Consumables class not using simulation's seed

marghe-molaro commented 1 year ago

The consumables class appears not to be using the simulation's seed, leading to differences in outcomes when running an identical simulation twice with non-zero consumables. This became apparent in test test_healthsystem.py/test_manipulation_of_service_availability after introducing a random hsi queue (PR #881), where two runs of what should have been identical simulations led to different results for certain population sizes if consumables were not set to zero.

tbhallett commented 1 year ago

[Updated]

I created these test to explore this.

This suggests to me:

There isn't a problem with a lack of determinism in the Consumables module per se.
The use of randomise_queue doesn't work precisely in the way I expected (when consumables are 'default')

The routines that look for consumables availability seem to be scheduling new events for the same day. This causes them to be added to the queue, entailing another call on the module's RNG when we randomise the queue, but not when we don't randomise the queue.

So, the RNG is coming out of sync for the consumables calls, depending on whether we do / don't use randomise_queue.

I think the solution would have to a RNG that is dedicated to the queue randomisation stuff, so that use of it (or not) doesn't interfere with other uses of the RNG???

We had to do something similar in Contraception and did it like this at initialise_simulation:

        # Create second random number generator
        self.rng2 = np.random.RandomState(self.rng.randint(2 ** 31 - 1))

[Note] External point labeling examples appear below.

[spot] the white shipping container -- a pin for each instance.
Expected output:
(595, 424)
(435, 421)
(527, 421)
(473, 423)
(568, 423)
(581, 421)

What do you think @marghe-molaro?

# This works
def test_determinism_of_hsi_that_run_and_consumables_availabilities(seed, tmpdir):
    """Check that two runs of model with the same seed gives the same sequence of HSI that run and the same state of
    the Consumables class at initiation."""

    def get_hsi_log_and_consumables_state() -> pd.DataFrame:
        """Return state of Consumables at the start of a simulation and the HSI_Event log that occur when running the
         simulation (when all services available)."""
        sim = Simulation(start_date=start_date, seed=seed, log_config={
            'filename': 'tmpfile',
            'directory': tmpdir,
            'custom_levels': {
                "tlo.methods.healthsystem": logging.DEBUG,
            }
        })
        sim.register(*fullmodel(resourcefilepath=resourcefilepath))
        sim.modules['HealthSystem'].parameters['Service_Availability'] = ["*"]
        sim.modules['HealthSystem'].parameters['cons_availability'] = 'default'
        sim.make_initial_population(n=1_000)

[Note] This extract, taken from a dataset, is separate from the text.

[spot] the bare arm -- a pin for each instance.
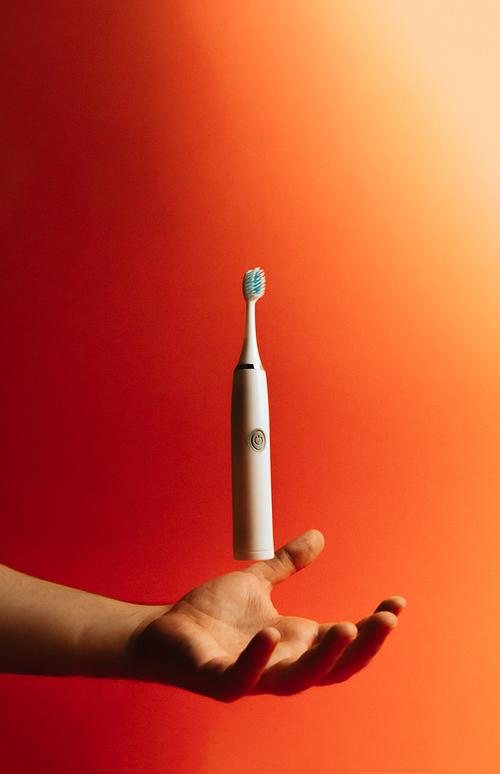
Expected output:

        # Initialise consumables and capture its state
        sim.modules['HealthSystem'].consumables.on_start_of_day(sim.date)

        consumables_state_at_init = dict(
            unknown_items=sim.modules['HealthSystem'].consumables._is_unknown_item_available,
            known_items=sim.modules['HealthSystem'].consumables._is_available,
            random_samples=list(sim.modules['HealthSystem'].consumables._rng.random_sample(100))
        )

        sim.simulate(end_date=start_date + pd.DateOffset(days=7))

        return {
            'consumables_state_at_init': consumables_state_at_init,
            'hsi_event': parse_log_file(sim.log_filepath, level=logging.DEBUG)['tlo.methods.healthsystem']['HSI_Event'],
        }

    first_run = get_hsi_log_and_consumables_state()

    # Check that all runs (with the same seed to simulation) are identical
    for _ in range(2):
        next_run = get_hsi_log_and_consumables_state()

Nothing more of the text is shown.